Even if a combatant were assumed to be present or passing through an area, this would not justify these brutal massacres nor absolve Israel of its obligations under international law and international humanitarian law. Israel remains fully bound to uphold the principles of humanity, distinction, military necessity, proportionality, and precaution. To ensure the minimum possible loss of civilian life and injury, these obligations must be respected during the planning and execution of any military operation, including taking precautions in the choice of methods and means of warfare, without exception.

Israeli massacres against Palestinians have become a familiar sight, met with near-total silence despite the genocide essentially being livestreamed across the globe. It’s as if the killing of Palestinian civilians—openly committed by Israel and its allies without fear of legal or moral consequences—has become an implicitly accepted reality within the international system.

International indifference to this pattern of crimes is not merely a moral failure but a grave breach of the legal obligations of states and the international community. It transforms the mass killing of Palestinians from criminal acts into policies carried out openly before the entire world. Silence in the face of these crimes constitutes a clear failure to fulfil the legal duty to prevent genocide and punish its perpetrators, as mandated by the 1948 Convention on the Prevention and Punishment of the Crime of Genocide.

The Israeli killing methodology reflects a clear policy aimed at eliminating Palestinian civilians across the Gaza Strip, spreading panic, depriving them of shelter or stability, forcing repeated displacements, and subjecting them to deadly living conditions. All of this is compounded by ongoing Israeli bombardment across the Strip, including attacks on areas designated as humanitarian zones, and the targeting of shelters, even those located within UNRWA facilities.

All states, individually and collectively, must fulfill their legal responsibilities by taking urgent action to stop the genocide in the Gaza Strip, through implementing effective measures to protect Palestinian civilians, ensuring Israel’s compliance with international law and the decisions of the International Court of Justice; and holding Israel accountable for its crimes against the Palestinians. The International Criminal Court must reissue arrest warrants for the Israeli Prime Minister and Minister of Defence at the earliest opportunity, in accordance with the principle that there is no immunity for international crimes.

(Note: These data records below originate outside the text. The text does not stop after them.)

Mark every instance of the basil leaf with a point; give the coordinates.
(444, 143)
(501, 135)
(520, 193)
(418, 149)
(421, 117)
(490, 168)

The international community must also impose economic, diplomatic, and military sanctions on Israel for its systematic and grave violations of international law. These sanctions should include an arms embargo; an end to all political, financial, and military support; freezing the assets of officials involved in crimes against Palestinians; imposing travel bans; and suspending trade privileges and bilateral agreements that provide Israel with economic benefits that enable its continued crimes.